— Возьмут твою картину на выставку, — успокаивал Петр.
— Ага, на осеннюю… (Генка уже лет пять говорил о картине, которую он напишет для городской выставки. Она всех поразит, всех, так он уверял.)
— Я и колорит продумал, и сюжет. Цвет глинисто-ржавый, суровый. За размером я не стану гнаться, большой формат мне не позволят дать. Сволочи! Завистники… Дам пятьдесят на восемьдесят.
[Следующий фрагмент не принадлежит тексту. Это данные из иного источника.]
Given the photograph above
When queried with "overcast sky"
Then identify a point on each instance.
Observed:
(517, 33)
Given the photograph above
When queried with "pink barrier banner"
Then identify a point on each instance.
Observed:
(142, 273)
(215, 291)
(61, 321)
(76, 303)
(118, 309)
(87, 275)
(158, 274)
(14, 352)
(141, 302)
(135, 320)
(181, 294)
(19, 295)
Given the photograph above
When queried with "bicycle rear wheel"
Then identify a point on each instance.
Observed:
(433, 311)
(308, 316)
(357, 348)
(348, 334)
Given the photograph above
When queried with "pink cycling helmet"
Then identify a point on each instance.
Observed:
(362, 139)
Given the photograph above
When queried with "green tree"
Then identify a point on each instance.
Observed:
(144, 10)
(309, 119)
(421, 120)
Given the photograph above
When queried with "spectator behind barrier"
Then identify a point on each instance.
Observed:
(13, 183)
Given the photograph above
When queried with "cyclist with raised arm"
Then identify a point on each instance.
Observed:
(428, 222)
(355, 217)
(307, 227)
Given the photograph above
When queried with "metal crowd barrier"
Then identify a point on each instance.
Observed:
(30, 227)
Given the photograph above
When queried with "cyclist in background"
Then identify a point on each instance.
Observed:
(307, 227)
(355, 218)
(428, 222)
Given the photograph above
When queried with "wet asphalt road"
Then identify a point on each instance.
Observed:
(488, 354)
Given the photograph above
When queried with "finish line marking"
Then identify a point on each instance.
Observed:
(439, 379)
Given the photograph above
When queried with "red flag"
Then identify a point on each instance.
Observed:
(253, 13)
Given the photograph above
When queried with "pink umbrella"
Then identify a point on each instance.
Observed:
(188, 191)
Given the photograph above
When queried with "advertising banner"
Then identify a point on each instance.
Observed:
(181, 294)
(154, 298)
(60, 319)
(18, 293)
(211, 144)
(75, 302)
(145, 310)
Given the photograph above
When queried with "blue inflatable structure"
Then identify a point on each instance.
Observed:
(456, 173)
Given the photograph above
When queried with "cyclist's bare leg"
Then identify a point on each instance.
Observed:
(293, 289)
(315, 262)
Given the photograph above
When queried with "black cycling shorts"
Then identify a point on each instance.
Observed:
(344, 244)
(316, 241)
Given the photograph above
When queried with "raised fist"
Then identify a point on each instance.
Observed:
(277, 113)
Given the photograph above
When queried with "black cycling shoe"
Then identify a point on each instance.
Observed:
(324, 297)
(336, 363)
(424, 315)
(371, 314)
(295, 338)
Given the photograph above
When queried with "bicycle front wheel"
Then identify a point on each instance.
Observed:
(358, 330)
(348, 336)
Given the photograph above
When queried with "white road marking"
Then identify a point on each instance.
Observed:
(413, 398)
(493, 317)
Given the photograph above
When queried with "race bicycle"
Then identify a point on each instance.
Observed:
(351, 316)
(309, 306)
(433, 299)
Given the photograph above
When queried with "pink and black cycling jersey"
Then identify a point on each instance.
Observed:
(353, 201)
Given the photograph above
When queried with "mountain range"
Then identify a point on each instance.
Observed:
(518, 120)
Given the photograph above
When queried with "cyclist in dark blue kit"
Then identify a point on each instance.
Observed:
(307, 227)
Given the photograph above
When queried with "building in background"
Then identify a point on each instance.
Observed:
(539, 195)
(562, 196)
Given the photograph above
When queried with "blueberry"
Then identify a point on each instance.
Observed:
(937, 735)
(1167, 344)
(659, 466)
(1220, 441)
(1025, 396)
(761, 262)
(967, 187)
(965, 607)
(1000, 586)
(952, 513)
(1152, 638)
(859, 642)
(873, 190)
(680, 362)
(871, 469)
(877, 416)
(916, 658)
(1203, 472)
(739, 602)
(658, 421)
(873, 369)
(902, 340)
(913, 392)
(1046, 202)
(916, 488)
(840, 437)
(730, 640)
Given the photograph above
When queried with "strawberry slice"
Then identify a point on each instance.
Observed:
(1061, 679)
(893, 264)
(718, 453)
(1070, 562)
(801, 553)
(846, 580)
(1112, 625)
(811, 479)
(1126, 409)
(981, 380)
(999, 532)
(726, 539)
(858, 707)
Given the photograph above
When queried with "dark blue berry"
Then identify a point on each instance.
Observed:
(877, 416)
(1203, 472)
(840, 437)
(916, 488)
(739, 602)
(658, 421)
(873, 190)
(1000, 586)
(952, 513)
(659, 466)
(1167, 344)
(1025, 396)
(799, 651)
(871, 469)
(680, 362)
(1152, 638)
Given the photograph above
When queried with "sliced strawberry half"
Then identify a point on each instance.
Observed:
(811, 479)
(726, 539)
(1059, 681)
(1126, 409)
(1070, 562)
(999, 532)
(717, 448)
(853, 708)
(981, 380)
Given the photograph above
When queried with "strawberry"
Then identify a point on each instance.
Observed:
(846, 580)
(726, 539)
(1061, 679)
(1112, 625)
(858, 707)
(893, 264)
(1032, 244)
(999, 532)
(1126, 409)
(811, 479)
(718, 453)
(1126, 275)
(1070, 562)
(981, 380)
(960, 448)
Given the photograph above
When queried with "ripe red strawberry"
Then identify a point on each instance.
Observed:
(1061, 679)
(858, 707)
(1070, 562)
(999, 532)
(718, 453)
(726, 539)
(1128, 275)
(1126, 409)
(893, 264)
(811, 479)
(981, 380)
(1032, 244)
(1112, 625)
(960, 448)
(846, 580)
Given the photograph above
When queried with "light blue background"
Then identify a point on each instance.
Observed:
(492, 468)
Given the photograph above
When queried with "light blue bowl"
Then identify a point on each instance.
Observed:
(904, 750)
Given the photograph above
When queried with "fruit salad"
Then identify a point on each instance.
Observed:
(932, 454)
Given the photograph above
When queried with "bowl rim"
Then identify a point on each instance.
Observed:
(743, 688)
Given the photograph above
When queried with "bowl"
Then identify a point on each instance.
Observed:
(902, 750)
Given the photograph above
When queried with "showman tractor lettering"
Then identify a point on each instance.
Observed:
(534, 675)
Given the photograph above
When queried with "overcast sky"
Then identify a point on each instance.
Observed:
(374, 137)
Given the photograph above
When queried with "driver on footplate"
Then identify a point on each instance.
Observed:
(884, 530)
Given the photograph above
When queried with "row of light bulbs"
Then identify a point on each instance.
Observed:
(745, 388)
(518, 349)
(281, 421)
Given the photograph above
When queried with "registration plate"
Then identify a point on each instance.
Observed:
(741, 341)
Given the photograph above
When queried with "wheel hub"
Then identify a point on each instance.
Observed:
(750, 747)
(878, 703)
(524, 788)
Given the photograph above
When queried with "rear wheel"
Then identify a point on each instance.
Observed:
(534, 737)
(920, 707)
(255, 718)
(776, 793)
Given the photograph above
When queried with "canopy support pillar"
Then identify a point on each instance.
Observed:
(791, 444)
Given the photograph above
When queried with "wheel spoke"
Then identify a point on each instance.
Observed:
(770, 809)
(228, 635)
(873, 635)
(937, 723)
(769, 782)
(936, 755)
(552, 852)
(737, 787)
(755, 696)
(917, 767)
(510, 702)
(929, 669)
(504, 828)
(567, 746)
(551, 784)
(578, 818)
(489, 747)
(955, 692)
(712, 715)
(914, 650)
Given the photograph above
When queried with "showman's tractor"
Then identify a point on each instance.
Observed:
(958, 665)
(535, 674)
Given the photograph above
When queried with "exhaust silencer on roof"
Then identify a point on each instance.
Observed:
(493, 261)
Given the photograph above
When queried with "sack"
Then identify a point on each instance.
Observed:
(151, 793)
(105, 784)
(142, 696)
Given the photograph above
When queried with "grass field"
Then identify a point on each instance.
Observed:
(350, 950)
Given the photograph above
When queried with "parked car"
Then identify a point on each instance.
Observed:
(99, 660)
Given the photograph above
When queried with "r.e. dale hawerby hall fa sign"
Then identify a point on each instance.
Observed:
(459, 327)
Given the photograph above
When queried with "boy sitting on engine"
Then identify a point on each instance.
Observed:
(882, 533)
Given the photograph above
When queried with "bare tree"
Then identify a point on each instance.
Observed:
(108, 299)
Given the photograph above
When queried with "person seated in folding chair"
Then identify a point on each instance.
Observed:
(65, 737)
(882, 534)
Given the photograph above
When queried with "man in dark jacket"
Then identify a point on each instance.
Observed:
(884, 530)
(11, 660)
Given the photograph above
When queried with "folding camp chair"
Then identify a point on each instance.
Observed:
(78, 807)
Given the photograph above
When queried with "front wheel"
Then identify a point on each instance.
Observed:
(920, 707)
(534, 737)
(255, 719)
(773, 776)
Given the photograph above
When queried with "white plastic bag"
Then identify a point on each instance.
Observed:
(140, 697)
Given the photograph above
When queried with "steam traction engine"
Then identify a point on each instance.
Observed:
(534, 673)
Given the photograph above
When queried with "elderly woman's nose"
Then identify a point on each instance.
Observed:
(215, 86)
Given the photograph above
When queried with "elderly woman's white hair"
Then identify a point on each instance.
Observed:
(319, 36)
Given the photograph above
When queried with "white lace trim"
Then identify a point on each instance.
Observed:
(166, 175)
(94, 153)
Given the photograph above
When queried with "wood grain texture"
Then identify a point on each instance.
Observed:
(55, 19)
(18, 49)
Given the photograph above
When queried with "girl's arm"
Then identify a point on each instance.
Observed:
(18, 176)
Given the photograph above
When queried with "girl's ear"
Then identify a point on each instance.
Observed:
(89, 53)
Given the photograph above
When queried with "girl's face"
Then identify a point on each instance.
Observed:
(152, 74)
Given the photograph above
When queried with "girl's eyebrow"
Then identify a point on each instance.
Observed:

Затем он бледнел и пристально глядел на Петра. С подозрением. При этом челюсть его выдвигалась вперед, словно он собирался драться. Но Генка не дрался с Петром, а выпивал еще рюмочку.
— Возьмут не возьмут, мне все равно. Поговорим о тебе.
— Да о чем же говорить? — тревожился Петр.
— А вот о чем… Знаешь, кто ты? А? Ты бледная, маленькая, ничтожная бездарность. Это бы я тебе еще простил. Но ведь в тебе ни красоты, ни силы, ни грамма горячей крови. А та дура… Жить надо, мять, хватать жизнь. Рядом женщины, сотни их, тысячи, а ты один. И будешь один! — с непонятным озлоблением пророчил Генка.
Петр глядел на него внимательно и грустно.
— Вокруг тебя мир, широкий и красочный! Уехал бы, что ли, куда. А ты прилип, ты сидишь на месте, как поганый гриб!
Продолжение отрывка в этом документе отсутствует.